I've been playing with the MNIST handwritten digit dataset, which can be downloaded from Dr. Yann LeCun's website here. The data is provided in the form of gzipped IDX files, which are not supported by NumPy1, so I wrote a small module to import and export these files. You can download idx.py here.

The module is relatively simple to use:

>>> import idx
>>> train_images = idx.loadidx("train-images-idx3-ubyte.gz")
>>> train_images.shape
(6000, 28, 28)
>>> train_labels = idx.loadidx("train-labels-idx1-ubyte.gz")
>>> train_labels.shape
(60000,)

Augment data by adding a little bit of normally distributed noise and save:

>>> import numpy as np
>>> noisy_images = (np.random.normal(size=train_images.shape) + train
... ).clip(0, 255).astype('uint8')
>>> augmented_images = np.vstack((train_images, noisy_images))
>>> idx.saveidx("augmented-images-udx3-ubyte.gz", augmented_images)
>>> augmented_labels = np.vstack((train_labels, train_labels))
>>> idx.saveidx("augmented-labels-udx1-ubyte.gz", augmented_labels)

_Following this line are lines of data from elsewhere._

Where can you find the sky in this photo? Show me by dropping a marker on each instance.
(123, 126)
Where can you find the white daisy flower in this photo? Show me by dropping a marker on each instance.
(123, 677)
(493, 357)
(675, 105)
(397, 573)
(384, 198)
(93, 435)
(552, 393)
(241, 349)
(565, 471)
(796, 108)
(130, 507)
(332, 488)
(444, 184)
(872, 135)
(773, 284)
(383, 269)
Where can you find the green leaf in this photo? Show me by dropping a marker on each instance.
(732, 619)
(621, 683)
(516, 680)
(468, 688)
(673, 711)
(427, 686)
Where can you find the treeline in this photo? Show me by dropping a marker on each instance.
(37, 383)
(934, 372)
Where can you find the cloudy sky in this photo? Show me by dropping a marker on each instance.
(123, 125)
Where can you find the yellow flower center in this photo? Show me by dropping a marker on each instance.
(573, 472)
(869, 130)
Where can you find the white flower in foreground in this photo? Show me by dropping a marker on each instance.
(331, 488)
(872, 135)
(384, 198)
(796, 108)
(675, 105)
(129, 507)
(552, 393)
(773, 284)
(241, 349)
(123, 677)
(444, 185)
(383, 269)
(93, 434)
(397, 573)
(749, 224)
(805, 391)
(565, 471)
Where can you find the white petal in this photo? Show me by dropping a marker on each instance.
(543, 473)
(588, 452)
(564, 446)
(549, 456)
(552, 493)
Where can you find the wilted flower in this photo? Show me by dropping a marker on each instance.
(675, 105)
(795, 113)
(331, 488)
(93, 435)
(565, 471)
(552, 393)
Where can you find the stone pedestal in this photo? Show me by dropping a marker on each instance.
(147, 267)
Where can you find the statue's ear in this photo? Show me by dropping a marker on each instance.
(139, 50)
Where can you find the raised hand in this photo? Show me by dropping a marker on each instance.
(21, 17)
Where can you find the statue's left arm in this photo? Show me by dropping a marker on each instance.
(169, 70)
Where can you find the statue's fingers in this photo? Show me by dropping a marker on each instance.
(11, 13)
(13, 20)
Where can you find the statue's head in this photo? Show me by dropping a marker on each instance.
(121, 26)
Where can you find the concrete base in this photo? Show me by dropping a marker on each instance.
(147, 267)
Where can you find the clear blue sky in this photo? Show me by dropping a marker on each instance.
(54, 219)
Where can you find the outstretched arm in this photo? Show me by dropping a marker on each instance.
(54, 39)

Note that augmented-images-udx3-ubyte.gz is a 23.7 MiB file, so it'll take a little while to write to disc.

Both loadidx and saveidx automatically recognize and handle gzipped files with the .gz file extension. If for some reason you need support for one of the other compressed file types supported by the standard library or support for file streams, let me know and I'll add it.

Incidentally, I have started using Black to format my Python source files. One reason I like Black is because it automatically breaks long lines (80 columns in my case). In Emacs, I use blacken (available through MELPA) to conveniently format whole buffers.

  1. There is at least one package available on PyPI, but I thought I could do better.